This isn’t the medium in which to pursue a detailed discussion, but here are a few observations based on my own personal financial situation.
1. My growth investments, mostly US stocks with some mutual funds managed by my investment advisor, still seem on track to double real value every 7 years. Based on that, folks are still working and aren’t yet “going Galt.”
2. My business, which I started in 2010, appears to be profitable for at least the next several months, and earned sufficient profit to recoup almost all initial my capital investment. Workload may soon justify my first hire or contract labor; legal obligations complicate these decisions.
3. Rural real estate value does not appear to be falling. NE Texas timberland and farmland still appears to approach $4,000 per acre, as does eastern Arkansas farmland. Poor mountainous acreage in Arkansas seems to hover between $1,000 to $2,000. Existing homes seem to hover around $70/SF, which seems a little low to me, even for track homes.

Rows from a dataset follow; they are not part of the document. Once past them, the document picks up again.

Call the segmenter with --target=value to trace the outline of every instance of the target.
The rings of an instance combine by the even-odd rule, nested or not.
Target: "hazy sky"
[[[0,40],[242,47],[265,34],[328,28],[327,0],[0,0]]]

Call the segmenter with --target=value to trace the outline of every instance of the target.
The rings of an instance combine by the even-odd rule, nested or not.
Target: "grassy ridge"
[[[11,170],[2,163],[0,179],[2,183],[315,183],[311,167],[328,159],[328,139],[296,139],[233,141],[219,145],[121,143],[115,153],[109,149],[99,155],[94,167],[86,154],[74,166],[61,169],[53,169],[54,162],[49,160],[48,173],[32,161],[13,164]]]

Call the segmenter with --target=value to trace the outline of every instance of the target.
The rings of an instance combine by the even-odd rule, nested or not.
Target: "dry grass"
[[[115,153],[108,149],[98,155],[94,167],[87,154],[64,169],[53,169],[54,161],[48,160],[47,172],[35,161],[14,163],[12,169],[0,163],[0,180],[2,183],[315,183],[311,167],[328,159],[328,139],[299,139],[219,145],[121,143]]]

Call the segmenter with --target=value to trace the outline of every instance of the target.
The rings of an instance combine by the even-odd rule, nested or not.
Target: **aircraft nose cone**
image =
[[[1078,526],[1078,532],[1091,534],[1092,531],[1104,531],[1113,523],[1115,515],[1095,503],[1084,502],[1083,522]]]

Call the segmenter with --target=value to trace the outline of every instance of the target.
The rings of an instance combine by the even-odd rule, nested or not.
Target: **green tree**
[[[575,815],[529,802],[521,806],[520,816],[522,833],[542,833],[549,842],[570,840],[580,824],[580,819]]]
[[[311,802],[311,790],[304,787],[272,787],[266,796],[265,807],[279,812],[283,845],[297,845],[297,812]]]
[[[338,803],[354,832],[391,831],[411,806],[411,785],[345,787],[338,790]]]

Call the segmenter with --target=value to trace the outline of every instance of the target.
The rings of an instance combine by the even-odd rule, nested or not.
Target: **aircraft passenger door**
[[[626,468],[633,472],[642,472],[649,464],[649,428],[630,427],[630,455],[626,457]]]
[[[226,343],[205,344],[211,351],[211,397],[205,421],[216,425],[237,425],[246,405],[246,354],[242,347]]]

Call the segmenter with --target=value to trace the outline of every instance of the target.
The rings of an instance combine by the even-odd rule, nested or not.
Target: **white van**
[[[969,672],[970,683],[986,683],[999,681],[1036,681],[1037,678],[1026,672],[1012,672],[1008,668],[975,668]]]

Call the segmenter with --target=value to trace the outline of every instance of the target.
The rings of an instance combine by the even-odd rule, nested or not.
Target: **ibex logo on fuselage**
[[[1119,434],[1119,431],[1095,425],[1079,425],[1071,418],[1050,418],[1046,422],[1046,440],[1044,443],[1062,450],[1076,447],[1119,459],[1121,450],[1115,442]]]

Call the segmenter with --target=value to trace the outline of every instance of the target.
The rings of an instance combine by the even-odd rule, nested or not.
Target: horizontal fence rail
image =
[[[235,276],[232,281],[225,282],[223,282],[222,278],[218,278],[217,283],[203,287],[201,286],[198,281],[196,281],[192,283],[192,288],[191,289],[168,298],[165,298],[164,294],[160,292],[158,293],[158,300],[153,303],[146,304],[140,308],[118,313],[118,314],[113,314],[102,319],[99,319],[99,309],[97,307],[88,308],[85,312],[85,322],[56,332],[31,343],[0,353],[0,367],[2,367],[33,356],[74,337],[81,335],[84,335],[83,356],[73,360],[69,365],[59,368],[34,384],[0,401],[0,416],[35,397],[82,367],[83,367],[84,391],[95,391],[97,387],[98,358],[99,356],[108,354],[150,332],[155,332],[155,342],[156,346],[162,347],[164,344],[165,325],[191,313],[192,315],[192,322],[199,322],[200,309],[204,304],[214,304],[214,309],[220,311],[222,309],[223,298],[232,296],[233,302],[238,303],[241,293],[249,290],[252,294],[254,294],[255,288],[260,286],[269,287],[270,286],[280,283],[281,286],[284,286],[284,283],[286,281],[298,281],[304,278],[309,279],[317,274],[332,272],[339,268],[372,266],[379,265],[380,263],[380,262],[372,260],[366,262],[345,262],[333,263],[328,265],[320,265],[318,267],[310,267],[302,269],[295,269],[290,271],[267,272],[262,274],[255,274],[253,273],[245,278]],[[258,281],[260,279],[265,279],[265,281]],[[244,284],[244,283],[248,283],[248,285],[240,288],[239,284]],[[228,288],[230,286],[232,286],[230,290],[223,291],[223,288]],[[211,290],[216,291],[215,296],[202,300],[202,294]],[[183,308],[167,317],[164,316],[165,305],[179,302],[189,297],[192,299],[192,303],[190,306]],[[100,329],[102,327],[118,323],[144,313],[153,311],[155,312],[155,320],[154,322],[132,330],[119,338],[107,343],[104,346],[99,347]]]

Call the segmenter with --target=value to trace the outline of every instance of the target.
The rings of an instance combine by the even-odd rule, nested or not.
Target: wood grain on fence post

4. There’s still lots of building happening in several construction sectors, including retail and other storefront commercial (not much office). The fees for federal work appear to be rising, also, which reflects some construction career exit by older construction professionals, but also better private-sector opportunities.
5. Like the post-depression era folks, I think many Gen-X’ers are making concerted efforts to shed debt and never take debts again. That’s a cultural shift worth monitoring. For example, I’ll be paying my daughter’s private-university tuition even if I must sell plasma. So far, I don’t think it’ll come to that.